Reproductive Justice is Housing Justice is Worker’s Justice
Black and Brown working-class women in South Florida experience many issues at once: housing insecurity, job precarity, depressed wages, unsafe working conditions, and state violence.
They have disproportionately borne the brunt of the pandemic’s job losses and economic fallout. In this context, formal and informal care economy workers have few avenues for support as they have less bargaining power, leaving them vulnerable to exploitation and predatory employment and housing practices, including unlawful evictions.
Evictions increase the likelihood of mental health crises, depression, lower birth weights, and poverty. Black women are more than twice as likely to have evictions filed against them as white people.

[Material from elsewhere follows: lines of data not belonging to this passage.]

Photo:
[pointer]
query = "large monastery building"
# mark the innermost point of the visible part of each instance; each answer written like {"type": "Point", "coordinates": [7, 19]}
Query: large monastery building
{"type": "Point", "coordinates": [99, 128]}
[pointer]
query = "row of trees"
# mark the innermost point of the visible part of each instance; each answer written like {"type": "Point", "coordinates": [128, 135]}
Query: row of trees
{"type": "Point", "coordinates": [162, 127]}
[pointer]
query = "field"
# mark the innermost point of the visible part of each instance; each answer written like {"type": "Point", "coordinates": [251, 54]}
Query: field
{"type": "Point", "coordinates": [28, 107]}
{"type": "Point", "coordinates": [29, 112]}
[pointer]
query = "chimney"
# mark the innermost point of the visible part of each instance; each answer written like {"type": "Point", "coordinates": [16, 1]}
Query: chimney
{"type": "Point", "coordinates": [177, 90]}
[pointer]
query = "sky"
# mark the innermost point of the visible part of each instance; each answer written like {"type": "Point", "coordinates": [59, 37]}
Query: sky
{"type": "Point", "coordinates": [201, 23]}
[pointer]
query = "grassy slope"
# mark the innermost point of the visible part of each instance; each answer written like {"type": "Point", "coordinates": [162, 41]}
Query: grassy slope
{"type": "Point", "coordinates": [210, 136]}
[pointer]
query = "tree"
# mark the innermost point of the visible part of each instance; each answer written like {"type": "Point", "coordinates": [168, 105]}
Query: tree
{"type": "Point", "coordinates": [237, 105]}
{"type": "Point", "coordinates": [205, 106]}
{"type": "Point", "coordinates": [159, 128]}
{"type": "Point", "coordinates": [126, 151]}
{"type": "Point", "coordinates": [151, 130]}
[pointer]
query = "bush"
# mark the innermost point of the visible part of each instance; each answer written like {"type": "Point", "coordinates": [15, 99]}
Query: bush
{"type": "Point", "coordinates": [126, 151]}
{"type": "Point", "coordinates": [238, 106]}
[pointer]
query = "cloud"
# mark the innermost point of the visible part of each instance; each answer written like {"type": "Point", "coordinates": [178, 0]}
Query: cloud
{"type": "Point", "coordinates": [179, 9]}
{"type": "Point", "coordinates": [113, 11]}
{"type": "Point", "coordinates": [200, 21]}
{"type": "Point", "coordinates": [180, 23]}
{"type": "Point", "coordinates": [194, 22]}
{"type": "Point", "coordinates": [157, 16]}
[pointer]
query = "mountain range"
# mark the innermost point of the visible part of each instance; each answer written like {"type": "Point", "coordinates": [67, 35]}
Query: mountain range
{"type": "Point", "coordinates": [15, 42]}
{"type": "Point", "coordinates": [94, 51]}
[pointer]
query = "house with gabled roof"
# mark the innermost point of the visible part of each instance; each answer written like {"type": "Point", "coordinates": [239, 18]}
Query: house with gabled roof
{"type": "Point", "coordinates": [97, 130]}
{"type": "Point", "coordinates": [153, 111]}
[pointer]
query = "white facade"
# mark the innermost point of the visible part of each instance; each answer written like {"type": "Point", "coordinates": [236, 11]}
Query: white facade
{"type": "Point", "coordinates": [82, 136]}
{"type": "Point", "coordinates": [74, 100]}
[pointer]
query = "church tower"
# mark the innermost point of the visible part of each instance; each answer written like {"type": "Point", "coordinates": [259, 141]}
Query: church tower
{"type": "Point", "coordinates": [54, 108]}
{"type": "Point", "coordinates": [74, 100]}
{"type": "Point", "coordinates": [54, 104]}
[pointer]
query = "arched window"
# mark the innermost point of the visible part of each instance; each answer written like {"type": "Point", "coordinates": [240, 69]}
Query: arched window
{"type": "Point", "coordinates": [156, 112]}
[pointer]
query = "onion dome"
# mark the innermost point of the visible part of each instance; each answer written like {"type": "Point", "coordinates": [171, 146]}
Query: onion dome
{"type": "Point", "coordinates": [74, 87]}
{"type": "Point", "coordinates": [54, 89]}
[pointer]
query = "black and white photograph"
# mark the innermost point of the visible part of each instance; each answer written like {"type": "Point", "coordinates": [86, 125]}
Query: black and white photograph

Displacement and exploitation of tenants at the hands of landlords who violate the law or rights of tenants lead to negative public health and financial outcomes that impact the City of Miami and Miami-Dade County as a whole.
Miami Workers Center, a member-led organization, rooted in South Florida communities, drafted the Tenant Bill of Rights Legislation and, in 2021, won a $300,000 budget line item for a new Office of the Tenant Advocate with municipal staffing to protect the rights of renters and their families, reduce incidents of tenants and families living in uninhabitable conditions or experiencing illegal evictions, discrimination, and harassment.
It was member organizing that led directly to this victory, and this kind of organizing with women in the care economy brings to light the specific challenges faced by tenants and the impacts of those challenges on health and families, including reproductive health.